For civilian aircraft, ‘Viceroy’s Territory’ will stay

Shishir Sinha New Delhi | Updated on July 30, 2021

Successive governments have hesitated to change the ‘VT’ registration as it is a complicated and expensive process

After 75 years of independence, there is one colonial legacy that continues to fly high over the Indian skies: civilian aircrafts registered in India continue to carry the prefix ‘VT’, standing for Viceroy’s Territory. The Central government is hesitant to change the registration as it is a complicated and expensive process for airlines.

One can find the codes ‘VT AAA’ or ‘VT ZZZ’ painted on the aircraft just like the registration number of a vehicle. There have been demands for a very long time to change the code as it is a vestige of colonial regime, but successive governments do not find it easy to do so.

“If we change the VT call sign then all documents have to be reissued, the aircraft will have to be repainted and cannot fly till all markings are changed. Aircraft will remain grounded during the whole process. It will also have a big financial implication on the airlines,” VK Singh, Minister of State for Civil Aviation, said in a written reply in Lok Sabha on Thursday.

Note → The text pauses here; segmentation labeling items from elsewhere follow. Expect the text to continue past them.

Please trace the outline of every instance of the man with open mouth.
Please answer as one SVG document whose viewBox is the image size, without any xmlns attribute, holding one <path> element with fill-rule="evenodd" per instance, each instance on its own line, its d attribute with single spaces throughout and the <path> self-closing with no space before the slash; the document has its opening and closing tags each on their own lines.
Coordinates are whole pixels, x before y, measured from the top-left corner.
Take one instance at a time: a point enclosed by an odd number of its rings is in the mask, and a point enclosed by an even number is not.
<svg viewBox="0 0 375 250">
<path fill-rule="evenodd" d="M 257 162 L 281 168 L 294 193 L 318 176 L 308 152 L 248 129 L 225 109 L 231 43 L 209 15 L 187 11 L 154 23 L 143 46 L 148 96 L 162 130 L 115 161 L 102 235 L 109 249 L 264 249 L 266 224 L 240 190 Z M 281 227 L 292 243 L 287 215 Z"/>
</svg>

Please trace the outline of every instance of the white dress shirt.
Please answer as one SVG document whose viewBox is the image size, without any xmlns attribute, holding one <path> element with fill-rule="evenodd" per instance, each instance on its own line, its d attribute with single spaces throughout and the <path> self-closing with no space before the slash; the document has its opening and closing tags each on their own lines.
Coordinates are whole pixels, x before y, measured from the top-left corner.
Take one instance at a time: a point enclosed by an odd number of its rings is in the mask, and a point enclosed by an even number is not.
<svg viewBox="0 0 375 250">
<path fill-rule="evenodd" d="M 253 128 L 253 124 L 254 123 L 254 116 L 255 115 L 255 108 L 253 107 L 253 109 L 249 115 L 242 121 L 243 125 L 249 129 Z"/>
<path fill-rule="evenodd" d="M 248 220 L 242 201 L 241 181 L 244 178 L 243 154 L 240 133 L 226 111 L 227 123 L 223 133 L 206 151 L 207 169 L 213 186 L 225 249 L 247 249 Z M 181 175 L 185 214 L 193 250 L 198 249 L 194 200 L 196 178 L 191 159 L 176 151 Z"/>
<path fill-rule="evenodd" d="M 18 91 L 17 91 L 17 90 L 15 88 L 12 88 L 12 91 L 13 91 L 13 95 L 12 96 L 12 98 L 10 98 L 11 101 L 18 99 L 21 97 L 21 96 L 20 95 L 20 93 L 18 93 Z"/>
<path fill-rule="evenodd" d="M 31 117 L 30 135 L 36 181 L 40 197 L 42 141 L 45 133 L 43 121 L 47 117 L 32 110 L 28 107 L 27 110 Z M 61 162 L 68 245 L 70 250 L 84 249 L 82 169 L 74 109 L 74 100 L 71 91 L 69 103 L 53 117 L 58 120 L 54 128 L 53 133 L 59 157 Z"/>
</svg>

He further informed that International Telecommunication Union (ITU) has allotted three series of call signs to India — ATA-AWZ, VTA-VWZ and 8TA-8YZ. As per the provisions of Annex 7 of the Chicago Convention India had the options to choose its call sign from above three series for Indian registered aircraft. The call sign ‘VT’ was assigned to India during International Radiotelegraph Convention of Washington signed at Washington on November 27, 1927. Like India, every country has one-or-two-character alphanumeric code for identity of aircraft. Like US has ‘N’, UK has ‘G’, UAE has ‘A6’, Singapore has ‘9V’ and so on. According to the World Factbook placed in the website of, these codes indicate the nationality of civilian aircraft. Article 20 of the Convention on International Civil Aviation (Chicago Convention), signed in 1944, requires that all aircraft engaged in international air navigation bear appropriate nationality marks. The aircraft registration number consists of two parts: a prefix consisting of a one- or two-character alphanumeric code indicating nationality and a registration suffix of one to five characters for the specific aircraft. The prefix codes are based upon radio call-signs allocated by ITU to each country. Since 1947, the International Civil Aviation Organization (ICAO) has been managing code standards and their allocation.

Earlier, colonies under the British rule had aircraft code starting with V as then British government has set that. However, later many countries such as Sri Lanka (4R) or even Nepal (9N).